We look for these refugial imprints across a south European range considered a biogeographic crossroad: the Pyrenees. This E-W oriented mountain chain was at the south border of the strongest glaciation activity, becoming a physical barrier for species to move easily between the Iberian Peninsula (a classical southern refugium), and the rest of Europe during the glacial-interglacial period. As a consequence of their complex topography, mountain ranges can be envisaged as environmental mosaics with a wide range of microclimatic conditions and patches of vegetation, offering the possibility for many different species and habitats to fulfill particular requirements and migrate altitudinally to track suitable conditions when the regional or continental climate changes (Rahbek et al. 2019). Such heterogeneity, typical of mountain landscapes, seems to have played a key role in promoting local or regional persistence of organisms not only during the deep past, but also in the recent past as demonstrated by Suggitt et al. (2018), who found lower extinction rates over the twentieth century for plants and insects in areas of higher topographic variation. The combination of an intense glaciation-deglaciation activity due to its southern latitudinal position, along with the environmental patchiness, makes the Pyrenean range an excellent area to extensively prospect the existence of refugia from imprints left in current plant communities, and test their occurrence with the support of available palynological evidences (González-Sampériz et al. 2005, 2017).
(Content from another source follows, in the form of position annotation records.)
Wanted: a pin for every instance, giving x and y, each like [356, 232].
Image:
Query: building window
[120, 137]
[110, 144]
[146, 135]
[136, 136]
By using the largest available database of plant inventories in the Pyrenean chain (~ 18,000 phytosociological relevés, ~ 360,000 plant records), we first explore which habitats concentrate species with high ED and exhibit the highest richness and proportion of Pyrenean endemisms, and then we test to what extent these three diversity variables are correlated with historical (climatic stability, probability of being under the ice during the “Last Glacial Maximum”—LGM), ecological and topographic factors (relative position in the mountain chain, terrain roughness, aspect, and altitude). Such information is used to test the following hypotheses: (1) long-term climatic stability and ruggedness promoted the persistence of current “relictual” plant assemblages (i.e., with a high proportion of species with high ED), and (2) climatic refugia allowed not only the persistence of old lineages but also the diversification of new ones, thereby resulting in positive correlations between cED, richness and endemism rate. To validate our results with past evidence, we integrate Pyrenean palynological data from last Glacial and Lateglacial sequences (between ca. 30–10 ka cal BP). We finally discuss in which way our findings can be applied to improve conservation management in face of the current climate emergency.

Material and methods

Study area: the pyrenean flora

The Pyrenees spread over ca. 50,000 km2 between the Cantabric and Mediterranean seas (430 × 150 km approximately), contain more than 150 peaks over 3000 m a.s.l., and constitute a natural border between Spain and France (Fig. 1). They encompass three distinct vegetation regions (Eurosiberian, Mediterranean and Alpine), and include contrasting landscapes related to aspect, continentality, bedrock type, landform and ancient anthropic land use. The northern side and the western part are strongly influenced by the Atlantic Ocean and high annual rainfall, with a submontane belt supporting mixed deciduous forests, acidophilous oakwoods, beech forests, and fir forests, heaths and meadows. The southern side shows a more complex altitudinal zonation: the Mediterranean belt is substituted altitudinally by the submontane (marcescent oak woods with sclerophyllous oakwoods and xerophilous scrublands), montane (Scots pinewoods together with meso-xerophilous grassland and box scrub, and spotted beech and fir forests on moister slopes), subalpine (forests of mountain pine and grasslands maintained by summer cattle), and alpine formations (vegetation mosaics dominated by rocks) (Ninot et al. 2017).

Fig. 1
figure 1

The Pyrenean range, located between the Iberian Peninsula and the rest of Europe. Grid of 10-km UTM cells used to geolocate plant inventories, altitudinal range according to colors, and ice cover extension during the Last Glacial Maximum

As a result of this environmental heterogeneity, the Pyrenean flora consists of more than 3400 plant autochthonous species (Gómez et al. 2017) corresponding to different biogeographical groups: Eurosiberian (35% of the flora), Mediterranean (32%), wide distribution (14%), alpine orophytes (10%) and boreoalpine taxa (3.5%). Endemics constitute about 5% of the flora (Gómez et al. 2017) and include a few paleo-endemics such as the genus Borderea (Viruel et al. 2016) and Ramonda (Petrova et al. 2015). The bulk of the Pyrenean endemic flora corresponds to neo-endemics such as species belonging to the genera Androsace (Boucher et al. 2016), Campanula (Roquet et al. 2021) and Saxifraga (Vargas et al. 2017), which suggests frequent in situ allopatric speciation (Ninot et al. 2017).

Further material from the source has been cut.